Thursday, January 17, 2008

Taking Care






Winter is back. It came on the heels of a smallish snowstorm a few days ago, and we are now squarely in the teens, degree-wise. Crunchy snow, significant ice chunks in each and every water bucket, double gloves. The works. We got it.

I am usually kind of cranky about snow and cold. It takes a lot (ten hungry sheep, for instance) to get me into my coat and snow pants and goofy moon boots and trudging down to the barn. I’ll admit it: I’m a bit of a baby in the winter, a whiner even. Comes from being raised in sunny Florida, I guess.

But here’s the thing: It is such a terrific feeling, after stumbling around in the heavy snow and ice, hauling those sloshy cold buckets and armloads of hay out to the pens, to just stand quietly and watch the sheep around the feeder.

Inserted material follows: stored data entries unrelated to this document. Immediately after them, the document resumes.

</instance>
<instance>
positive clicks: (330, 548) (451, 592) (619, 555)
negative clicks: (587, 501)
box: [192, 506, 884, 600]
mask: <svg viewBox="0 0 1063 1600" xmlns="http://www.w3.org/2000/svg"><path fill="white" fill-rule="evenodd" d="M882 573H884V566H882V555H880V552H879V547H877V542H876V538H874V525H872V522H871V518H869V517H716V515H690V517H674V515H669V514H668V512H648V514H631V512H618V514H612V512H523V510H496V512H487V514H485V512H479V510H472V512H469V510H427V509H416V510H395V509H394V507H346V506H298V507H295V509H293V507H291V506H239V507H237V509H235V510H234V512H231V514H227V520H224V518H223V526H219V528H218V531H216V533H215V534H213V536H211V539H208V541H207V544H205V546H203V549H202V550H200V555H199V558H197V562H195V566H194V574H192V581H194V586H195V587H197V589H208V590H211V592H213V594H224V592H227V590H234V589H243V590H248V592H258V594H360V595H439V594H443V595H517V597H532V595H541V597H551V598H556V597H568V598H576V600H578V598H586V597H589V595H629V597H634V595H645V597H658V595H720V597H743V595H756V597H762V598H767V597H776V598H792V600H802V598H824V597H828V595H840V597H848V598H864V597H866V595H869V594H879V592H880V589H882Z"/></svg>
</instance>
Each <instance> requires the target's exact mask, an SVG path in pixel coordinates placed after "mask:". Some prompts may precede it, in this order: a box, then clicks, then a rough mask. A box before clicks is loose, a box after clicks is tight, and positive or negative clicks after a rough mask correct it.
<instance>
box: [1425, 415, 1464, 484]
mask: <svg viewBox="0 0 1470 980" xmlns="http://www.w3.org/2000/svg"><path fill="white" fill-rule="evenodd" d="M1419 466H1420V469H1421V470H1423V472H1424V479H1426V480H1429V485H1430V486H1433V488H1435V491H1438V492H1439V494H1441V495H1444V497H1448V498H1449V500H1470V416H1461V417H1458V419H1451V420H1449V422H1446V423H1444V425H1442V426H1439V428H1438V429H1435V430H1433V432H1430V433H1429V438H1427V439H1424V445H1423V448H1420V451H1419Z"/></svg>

Hard to explain the whys of this. Perhaps it has to do with “taking care”, a simple and rarely touted pleasure. Sometimes—often!—taking care feels like a burden. It feels like the only thing I ever manage to do. It feels both awfully overwelming and small. Kids, chickens, cars, house, dogs, sheep, barn, etc etc. I TAKE CARE all the time. But standing along the chilly fence-line watching my sheep munch down, I can appreciate all that care a little more. These moments are simpler, more tangible. And sometimes, when I’m not cranky, overstretched, and grumpy, I can connect this simplest of tasks with all the other tasks that eat up so much time and energy, so many of hours I imagine myself doing something more grand and dramatic and forward-thinking. And it feels just fine, even good, to have so very, very much to care for.